No archive or collection is perfect and not all people of a community are well-represented in an archive. How do we make sense of these absences and how can we make archives more representative of the whole community? On the occasion of the 50th anniversary of the Stewart-Swift Research Center, the Henry Sheldon Museum of Vermont History invited an international network of collage artists to engage with historic material in the archive and to create a folio of collage prints that reflect on the idea of community in a 21st century world. A number of artists focused on what communities are absent in the archive. By projecting and photographing images of women of African American descent onto the physical storage room of the archive, Carmen Lizardo's collage draws our attention to the absence of Black people in the collection. Seeing "minimal Jewish material in the archive," Ginger Sedlarova hopes to draw attention to what material is there to "inspire the Jewish residents of Middlebury to donate archival materials." Using tools of projection, subtraction, and speculation, contemporary artists can fill gaps in the material of local history keepers in a way that invites underrepresented community members to engage and, possibly, contribute to the archive.
ABOUT THE SPEAKERS
Eva Garcelon-Hart has overseen the Sheldon Museum’s Stewart-Swift Research Center archival collections since 2011 where she has particular interest in bringing the Center’s overlooked stories and visual collections to public attention. While there Eva curated several exhibits including: “Charity & Sylvia: A Weybridge Couple,” “Conjuring the Dead: Spirit Art in the Age of Radical Reform,” and “Elephant in the Archives: Silences, Erasure & Relevance.” During 2021/22 she and her colleagues organized a popular virtual talk series, the “Elephant in the Room: Exploring the Future of Museums.” Eva earned her MA in History of Art and MLIS from the University of California at Berkeley.
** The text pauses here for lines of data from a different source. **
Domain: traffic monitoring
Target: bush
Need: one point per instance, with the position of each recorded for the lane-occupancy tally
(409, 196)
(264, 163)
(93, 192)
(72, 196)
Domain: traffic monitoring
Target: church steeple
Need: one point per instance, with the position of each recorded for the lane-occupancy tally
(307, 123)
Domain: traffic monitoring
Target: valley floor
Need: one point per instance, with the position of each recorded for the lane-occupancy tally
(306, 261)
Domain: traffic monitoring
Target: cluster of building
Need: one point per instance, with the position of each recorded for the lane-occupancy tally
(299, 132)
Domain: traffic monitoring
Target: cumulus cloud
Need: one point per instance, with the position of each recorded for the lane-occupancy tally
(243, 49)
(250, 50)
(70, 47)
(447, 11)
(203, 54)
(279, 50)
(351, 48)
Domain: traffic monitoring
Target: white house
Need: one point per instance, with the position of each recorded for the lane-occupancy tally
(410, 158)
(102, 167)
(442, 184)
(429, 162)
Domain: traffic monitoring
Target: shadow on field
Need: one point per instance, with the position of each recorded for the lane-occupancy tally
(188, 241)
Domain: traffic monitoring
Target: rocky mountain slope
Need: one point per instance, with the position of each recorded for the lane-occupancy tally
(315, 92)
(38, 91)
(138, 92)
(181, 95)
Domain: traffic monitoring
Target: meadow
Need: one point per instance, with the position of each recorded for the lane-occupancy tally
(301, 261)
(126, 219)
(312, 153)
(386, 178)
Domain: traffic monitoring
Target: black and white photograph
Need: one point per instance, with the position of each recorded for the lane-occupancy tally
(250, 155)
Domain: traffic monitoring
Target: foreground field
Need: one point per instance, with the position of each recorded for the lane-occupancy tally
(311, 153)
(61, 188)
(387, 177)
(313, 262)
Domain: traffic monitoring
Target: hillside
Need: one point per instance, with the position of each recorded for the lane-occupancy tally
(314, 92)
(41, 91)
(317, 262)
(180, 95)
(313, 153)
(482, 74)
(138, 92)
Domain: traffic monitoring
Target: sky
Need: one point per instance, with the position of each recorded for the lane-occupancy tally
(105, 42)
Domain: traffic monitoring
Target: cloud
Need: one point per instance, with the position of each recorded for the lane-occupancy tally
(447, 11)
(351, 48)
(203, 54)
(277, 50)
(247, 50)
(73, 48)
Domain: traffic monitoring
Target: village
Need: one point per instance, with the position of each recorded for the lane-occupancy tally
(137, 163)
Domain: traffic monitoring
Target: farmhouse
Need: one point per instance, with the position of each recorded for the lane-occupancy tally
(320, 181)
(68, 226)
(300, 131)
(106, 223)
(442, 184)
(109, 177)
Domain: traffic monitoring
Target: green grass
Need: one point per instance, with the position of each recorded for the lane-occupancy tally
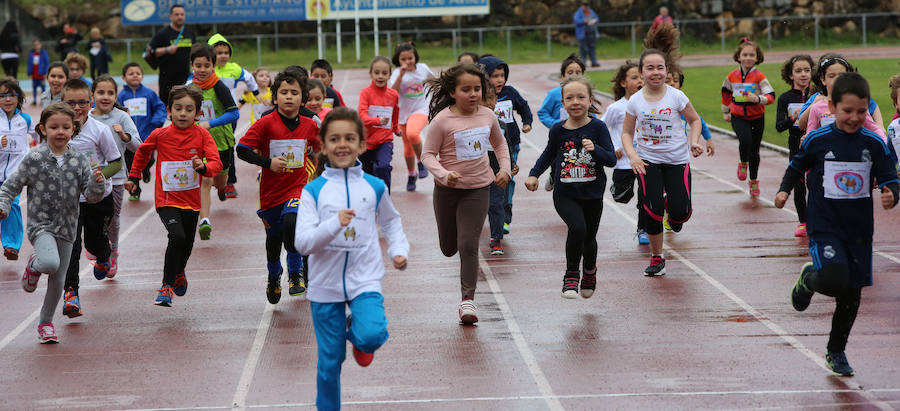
(703, 86)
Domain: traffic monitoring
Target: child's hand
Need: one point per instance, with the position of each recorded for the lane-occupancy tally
(344, 217)
(782, 196)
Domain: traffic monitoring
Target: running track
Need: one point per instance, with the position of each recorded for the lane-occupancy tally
(717, 332)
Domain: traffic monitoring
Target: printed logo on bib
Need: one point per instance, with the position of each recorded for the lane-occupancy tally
(472, 143)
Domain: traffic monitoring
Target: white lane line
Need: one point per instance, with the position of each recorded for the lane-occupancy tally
(88, 268)
(519, 338)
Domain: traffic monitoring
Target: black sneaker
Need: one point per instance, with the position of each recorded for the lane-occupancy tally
(800, 295)
(657, 266)
(837, 361)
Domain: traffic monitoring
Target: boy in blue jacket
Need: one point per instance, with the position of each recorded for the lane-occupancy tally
(146, 110)
(508, 99)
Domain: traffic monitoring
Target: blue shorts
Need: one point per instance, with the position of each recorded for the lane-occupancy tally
(272, 217)
(829, 249)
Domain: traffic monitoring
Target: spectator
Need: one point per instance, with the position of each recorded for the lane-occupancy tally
(586, 32)
(172, 46)
(10, 47)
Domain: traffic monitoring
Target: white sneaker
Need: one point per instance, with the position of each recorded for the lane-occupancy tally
(468, 312)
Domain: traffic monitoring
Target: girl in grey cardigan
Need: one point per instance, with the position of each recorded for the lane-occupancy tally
(56, 177)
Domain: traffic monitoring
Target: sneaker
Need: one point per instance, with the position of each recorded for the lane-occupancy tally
(468, 312)
(296, 284)
(754, 188)
(838, 363)
(180, 285)
(165, 296)
(30, 277)
(657, 266)
(742, 171)
(204, 230)
(47, 334)
(800, 294)
(72, 305)
(496, 248)
(570, 285)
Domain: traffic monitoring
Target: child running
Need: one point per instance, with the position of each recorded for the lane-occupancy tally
(745, 94)
(280, 144)
(337, 226)
(52, 212)
(797, 72)
(456, 154)
(181, 148)
(378, 110)
(576, 151)
(409, 79)
(15, 128)
(841, 162)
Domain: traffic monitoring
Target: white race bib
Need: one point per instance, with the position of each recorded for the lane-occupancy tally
(291, 150)
(472, 143)
(179, 176)
(846, 179)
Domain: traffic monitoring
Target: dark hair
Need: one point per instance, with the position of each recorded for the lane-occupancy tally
(408, 46)
(290, 77)
(130, 65)
(745, 42)
(442, 87)
(203, 50)
(568, 62)
(850, 83)
(182, 91)
(787, 70)
(621, 75)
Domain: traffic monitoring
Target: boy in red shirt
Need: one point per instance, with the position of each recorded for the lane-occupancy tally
(181, 149)
(280, 143)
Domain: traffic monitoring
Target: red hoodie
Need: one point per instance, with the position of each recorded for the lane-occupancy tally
(177, 184)
(376, 102)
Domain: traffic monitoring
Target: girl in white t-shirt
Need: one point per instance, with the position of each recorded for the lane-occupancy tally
(659, 151)
(409, 80)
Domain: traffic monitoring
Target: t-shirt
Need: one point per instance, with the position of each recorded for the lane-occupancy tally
(413, 98)
(659, 136)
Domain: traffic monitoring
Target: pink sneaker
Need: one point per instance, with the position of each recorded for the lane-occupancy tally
(47, 334)
(742, 171)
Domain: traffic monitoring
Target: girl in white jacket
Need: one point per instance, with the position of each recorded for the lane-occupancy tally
(336, 227)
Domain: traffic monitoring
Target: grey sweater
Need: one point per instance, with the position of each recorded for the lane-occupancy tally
(53, 191)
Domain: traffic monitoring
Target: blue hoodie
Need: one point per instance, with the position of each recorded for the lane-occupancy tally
(145, 108)
(508, 99)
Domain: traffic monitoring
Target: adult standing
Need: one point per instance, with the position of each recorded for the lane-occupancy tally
(10, 47)
(172, 46)
(586, 32)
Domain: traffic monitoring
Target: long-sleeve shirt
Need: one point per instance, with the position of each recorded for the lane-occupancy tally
(459, 143)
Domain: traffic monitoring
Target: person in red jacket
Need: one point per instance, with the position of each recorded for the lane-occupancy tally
(745, 94)
(282, 143)
(379, 110)
(181, 149)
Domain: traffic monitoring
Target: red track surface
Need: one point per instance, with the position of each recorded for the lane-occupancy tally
(717, 332)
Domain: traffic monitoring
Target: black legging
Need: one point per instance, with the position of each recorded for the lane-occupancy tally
(675, 181)
(582, 217)
(749, 133)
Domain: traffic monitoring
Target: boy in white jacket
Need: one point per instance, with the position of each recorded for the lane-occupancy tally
(336, 227)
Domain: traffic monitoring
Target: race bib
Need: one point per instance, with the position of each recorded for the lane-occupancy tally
(179, 176)
(472, 143)
(847, 179)
(291, 150)
(383, 112)
(136, 106)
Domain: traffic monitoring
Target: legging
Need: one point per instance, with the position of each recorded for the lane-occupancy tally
(460, 215)
(749, 133)
(582, 217)
(675, 181)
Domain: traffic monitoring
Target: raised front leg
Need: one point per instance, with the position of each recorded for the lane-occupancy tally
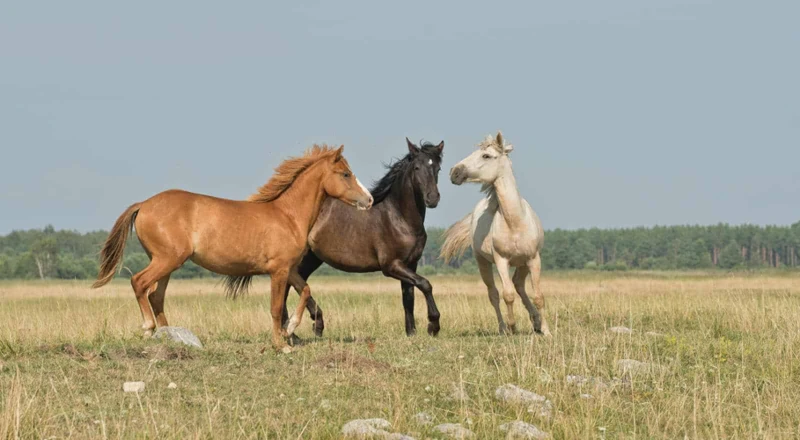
(408, 307)
(535, 266)
(400, 271)
(520, 276)
(306, 267)
(508, 290)
(485, 268)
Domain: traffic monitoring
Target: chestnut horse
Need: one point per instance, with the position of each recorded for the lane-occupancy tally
(267, 234)
(389, 238)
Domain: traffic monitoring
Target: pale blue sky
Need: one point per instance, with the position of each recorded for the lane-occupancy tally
(622, 112)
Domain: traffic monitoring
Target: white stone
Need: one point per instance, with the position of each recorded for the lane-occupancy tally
(621, 330)
(423, 418)
(512, 394)
(521, 430)
(631, 367)
(133, 387)
(178, 334)
(370, 429)
(454, 430)
(458, 393)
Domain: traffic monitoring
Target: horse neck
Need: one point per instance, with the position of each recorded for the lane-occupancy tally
(508, 199)
(302, 201)
(410, 204)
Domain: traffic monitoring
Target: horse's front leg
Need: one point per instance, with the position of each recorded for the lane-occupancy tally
(302, 288)
(399, 271)
(279, 280)
(508, 290)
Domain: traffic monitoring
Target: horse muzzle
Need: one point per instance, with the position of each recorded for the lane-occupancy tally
(458, 174)
(365, 204)
(432, 200)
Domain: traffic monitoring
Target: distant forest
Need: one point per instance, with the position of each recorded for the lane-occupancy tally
(51, 254)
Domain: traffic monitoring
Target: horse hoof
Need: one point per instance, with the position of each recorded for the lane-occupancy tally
(294, 340)
(318, 328)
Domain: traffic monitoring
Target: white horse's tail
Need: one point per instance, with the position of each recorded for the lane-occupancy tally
(457, 239)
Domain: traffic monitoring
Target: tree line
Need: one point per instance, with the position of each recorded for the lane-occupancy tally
(50, 254)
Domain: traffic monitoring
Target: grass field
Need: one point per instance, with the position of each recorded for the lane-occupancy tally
(726, 360)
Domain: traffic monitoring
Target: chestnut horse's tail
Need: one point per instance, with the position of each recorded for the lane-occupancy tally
(111, 255)
(457, 239)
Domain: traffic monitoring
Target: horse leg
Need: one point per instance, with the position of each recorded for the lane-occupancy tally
(306, 267)
(142, 284)
(520, 275)
(408, 307)
(305, 293)
(485, 268)
(399, 271)
(157, 301)
(278, 281)
(535, 266)
(508, 290)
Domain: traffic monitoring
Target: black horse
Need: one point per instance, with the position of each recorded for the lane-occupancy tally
(389, 237)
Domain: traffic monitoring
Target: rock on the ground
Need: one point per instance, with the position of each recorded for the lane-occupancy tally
(586, 381)
(511, 393)
(515, 395)
(178, 334)
(457, 393)
(423, 418)
(621, 330)
(454, 430)
(631, 367)
(370, 429)
(520, 430)
(133, 387)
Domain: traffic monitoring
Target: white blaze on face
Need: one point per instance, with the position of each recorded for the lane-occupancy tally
(361, 185)
(366, 191)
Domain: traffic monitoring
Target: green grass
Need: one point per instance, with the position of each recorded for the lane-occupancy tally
(729, 358)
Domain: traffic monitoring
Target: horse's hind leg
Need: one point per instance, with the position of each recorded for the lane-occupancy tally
(157, 301)
(508, 290)
(485, 268)
(520, 276)
(407, 274)
(535, 266)
(143, 283)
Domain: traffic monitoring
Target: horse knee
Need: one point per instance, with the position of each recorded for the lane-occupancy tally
(139, 288)
(425, 286)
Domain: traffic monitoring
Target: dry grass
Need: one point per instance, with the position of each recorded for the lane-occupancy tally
(729, 360)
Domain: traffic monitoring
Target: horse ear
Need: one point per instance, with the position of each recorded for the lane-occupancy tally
(413, 149)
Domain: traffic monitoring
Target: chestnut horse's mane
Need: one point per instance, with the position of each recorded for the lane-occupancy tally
(287, 172)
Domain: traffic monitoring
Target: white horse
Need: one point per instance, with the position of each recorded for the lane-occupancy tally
(503, 229)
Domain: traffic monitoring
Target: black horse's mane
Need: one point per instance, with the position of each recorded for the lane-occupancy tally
(397, 169)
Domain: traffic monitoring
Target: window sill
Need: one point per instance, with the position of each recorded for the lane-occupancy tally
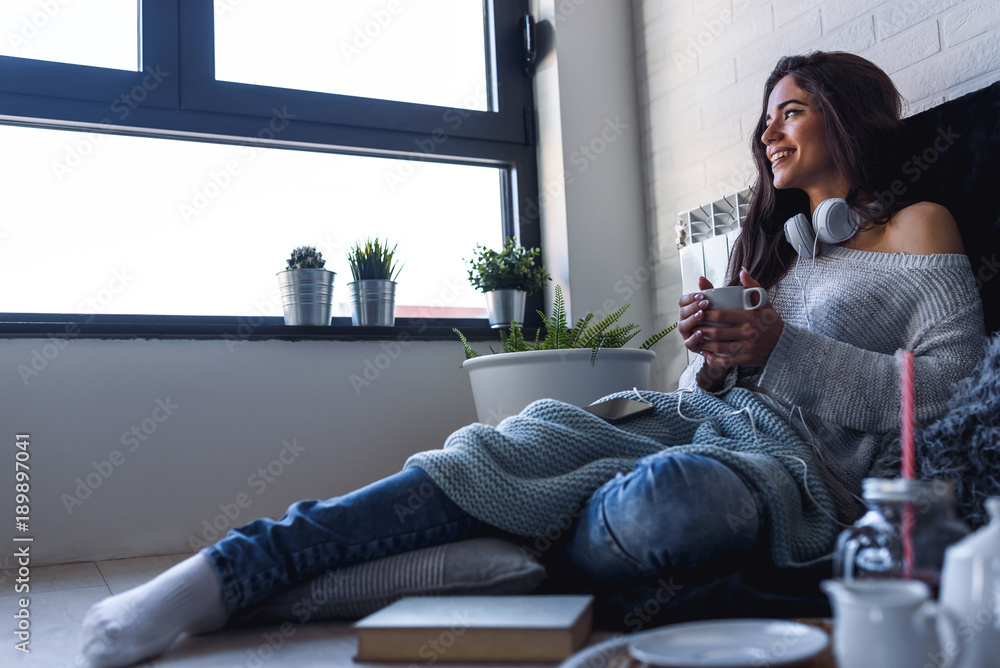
(21, 326)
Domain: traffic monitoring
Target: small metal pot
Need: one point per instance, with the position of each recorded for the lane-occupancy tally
(306, 295)
(505, 307)
(373, 302)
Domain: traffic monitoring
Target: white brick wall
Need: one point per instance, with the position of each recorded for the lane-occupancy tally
(702, 67)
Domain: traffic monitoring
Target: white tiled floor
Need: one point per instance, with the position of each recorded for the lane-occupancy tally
(61, 595)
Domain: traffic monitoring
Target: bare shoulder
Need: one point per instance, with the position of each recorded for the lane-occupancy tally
(924, 228)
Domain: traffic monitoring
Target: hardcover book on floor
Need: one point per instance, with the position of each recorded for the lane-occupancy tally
(480, 628)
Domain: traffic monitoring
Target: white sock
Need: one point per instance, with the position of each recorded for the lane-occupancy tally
(144, 621)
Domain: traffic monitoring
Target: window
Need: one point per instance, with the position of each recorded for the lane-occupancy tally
(183, 177)
(104, 34)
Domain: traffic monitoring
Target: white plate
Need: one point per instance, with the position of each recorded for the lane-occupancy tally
(729, 643)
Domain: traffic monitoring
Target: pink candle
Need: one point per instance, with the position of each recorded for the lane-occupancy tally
(909, 462)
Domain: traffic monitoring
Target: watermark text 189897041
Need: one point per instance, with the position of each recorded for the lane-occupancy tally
(22, 543)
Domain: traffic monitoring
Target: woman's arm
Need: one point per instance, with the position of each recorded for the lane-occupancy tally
(859, 388)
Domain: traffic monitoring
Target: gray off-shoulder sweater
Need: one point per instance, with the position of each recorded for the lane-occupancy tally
(841, 367)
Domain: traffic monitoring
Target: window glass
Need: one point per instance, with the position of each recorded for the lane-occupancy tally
(99, 34)
(108, 224)
(422, 51)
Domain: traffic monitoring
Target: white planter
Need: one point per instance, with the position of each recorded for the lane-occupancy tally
(502, 385)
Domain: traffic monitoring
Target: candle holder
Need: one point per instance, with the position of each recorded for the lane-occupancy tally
(904, 534)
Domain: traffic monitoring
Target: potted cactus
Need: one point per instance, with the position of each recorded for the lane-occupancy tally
(373, 291)
(506, 278)
(306, 288)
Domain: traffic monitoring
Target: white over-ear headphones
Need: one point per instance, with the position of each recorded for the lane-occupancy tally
(833, 222)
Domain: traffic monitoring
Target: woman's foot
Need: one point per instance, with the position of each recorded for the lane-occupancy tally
(144, 621)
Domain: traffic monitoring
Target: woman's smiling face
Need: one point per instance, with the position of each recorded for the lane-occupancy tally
(795, 137)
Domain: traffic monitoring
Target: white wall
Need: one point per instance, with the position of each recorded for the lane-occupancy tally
(703, 66)
(235, 408)
(591, 178)
(207, 416)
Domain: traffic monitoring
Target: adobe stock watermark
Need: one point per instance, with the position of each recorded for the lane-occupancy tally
(712, 30)
(451, 120)
(986, 271)
(218, 180)
(122, 107)
(34, 23)
(214, 528)
(132, 440)
(42, 356)
(364, 35)
(917, 165)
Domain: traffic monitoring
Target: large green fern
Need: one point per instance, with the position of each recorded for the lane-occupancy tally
(605, 333)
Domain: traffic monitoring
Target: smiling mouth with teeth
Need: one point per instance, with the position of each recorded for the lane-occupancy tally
(779, 155)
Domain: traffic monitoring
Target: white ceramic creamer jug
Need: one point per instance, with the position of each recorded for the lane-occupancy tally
(970, 588)
(889, 624)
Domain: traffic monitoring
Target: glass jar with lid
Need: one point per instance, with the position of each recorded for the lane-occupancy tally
(875, 547)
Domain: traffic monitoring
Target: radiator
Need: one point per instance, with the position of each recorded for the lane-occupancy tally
(705, 239)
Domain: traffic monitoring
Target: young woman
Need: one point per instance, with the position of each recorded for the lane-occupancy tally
(784, 411)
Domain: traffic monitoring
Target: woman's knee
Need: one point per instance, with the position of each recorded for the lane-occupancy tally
(681, 511)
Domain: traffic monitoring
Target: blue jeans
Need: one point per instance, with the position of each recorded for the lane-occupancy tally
(670, 512)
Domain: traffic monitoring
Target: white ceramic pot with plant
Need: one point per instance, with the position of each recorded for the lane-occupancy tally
(373, 291)
(506, 277)
(306, 288)
(578, 365)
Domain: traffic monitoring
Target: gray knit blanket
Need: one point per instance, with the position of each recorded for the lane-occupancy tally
(530, 473)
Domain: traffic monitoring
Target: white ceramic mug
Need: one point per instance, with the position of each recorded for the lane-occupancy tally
(890, 623)
(970, 588)
(733, 298)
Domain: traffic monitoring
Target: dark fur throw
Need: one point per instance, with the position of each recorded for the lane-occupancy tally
(964, 445)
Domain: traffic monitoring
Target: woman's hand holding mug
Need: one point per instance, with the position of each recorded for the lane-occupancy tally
(730, 336)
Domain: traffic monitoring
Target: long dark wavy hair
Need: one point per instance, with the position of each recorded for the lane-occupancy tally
(861, 114)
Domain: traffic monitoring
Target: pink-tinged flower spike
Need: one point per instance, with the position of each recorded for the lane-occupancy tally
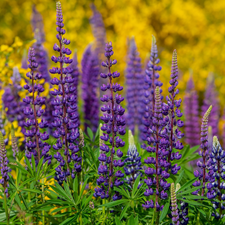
(5, 170)
(65, 115)
(191, 112)
(174, 209)
(174, 113)
(135, 82)
(202, 175)
(211, 98)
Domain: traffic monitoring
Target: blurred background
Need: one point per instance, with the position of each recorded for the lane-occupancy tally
(195, 28)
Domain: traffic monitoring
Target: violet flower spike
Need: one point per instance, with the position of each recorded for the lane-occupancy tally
(134, 80)
(65, 114)
(191, 108)
(5, 170)
(90, 73)
(113, 124)
(174, 112)
(174, 211)
(35, 144)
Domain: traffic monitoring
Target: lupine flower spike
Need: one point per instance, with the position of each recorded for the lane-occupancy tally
(174, 113)
(5, 170)
(65, 115)
(33, 110)
(159, 139)
(114, 125)
(191, 112)
(14, 143)
(134, 80)
(152, 82)
(215, 165)
(202, 175)
(132, 162)
(174, 210)
(90, 73)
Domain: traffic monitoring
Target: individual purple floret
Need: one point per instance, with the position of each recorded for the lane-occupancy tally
(12, 101)
(41, 56)
(211, 98)
(151, 82)
(191, 112)
(135, 82)
(65, 114)
(113, 127)
(216, 165)
(5, 170)
(37, 23)
(158, 149)
(132, 162)
(98, 29)
(202, 175)
(174, 113)
(33, 111)
(90, 73)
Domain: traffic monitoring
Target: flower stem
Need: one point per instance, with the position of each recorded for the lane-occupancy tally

Carmen Lizardo's process begins by creating temporary collages--projecting or copying the original pictures and "floating" them on different fabric, wallpaper patterns, water, sand, or paint. She then photographs the temporary collages, printing them on transparent paper. The printed photograph is further transformed by using paint, gold leaf, and iridescent pigments on the backside of the print. These works become one-of-a-kind physical records of their previous ephemeral existence. She holds a BFA in Photography and an MFA in Digital Art from Pratt Institute. Originally from the Dominican Republic, Lizardo served fifteen years as a tenured faculty for SUNY New Paltz’s Fine and Performing Arts program and now is solely dedicated to her studio practice. She lives and works in the Hudson Valley, New York. See Lizardo’s webiste here.
Ginger Sedlarova an emerging collage artist living and working in Burnaby, British Columbia, Canada. Sometimes her work is a short story, sometimes it’s a novel. But it’s always surreal, full of observations about the absurdity of daily life or conversations with the cities she’s lived in, visited and loved. Her practice grew from her love of making digital photo collages in a former career as a graphic artist on newspapers in Canada and magazines in Central Europe--only now she does this by hand, without an editor looking over her shoulder while she works. See Ginger’s website here.
Jillian Hartke is the digital archivist at the Albuquerque Museum in Albuquerque, New Mexico. She studied History at the University of Missouri and completed a Master’s of Library Science at the University of Missouri. She has worked as a librarian in academic, public, and non-profit institutions for over a decade, and has managed the Photo Archives of the Albuquerque Museum since 2018. She is an advocate for access to information and public transparency of collections held in libraries, archives, and museums. She believes in communicating the strengths and weaknesses of a collection to help build stronger community participation in the collecting process and more enthusiastic support for preserving collections for future generations.
Taylor Rossini is a Middlebury College graduate currently in the Winterthur graduate program, University of Delaware. Until June 2022, Taylor worked as Collections Associate and Grant Writer. at the Sheldon Museum.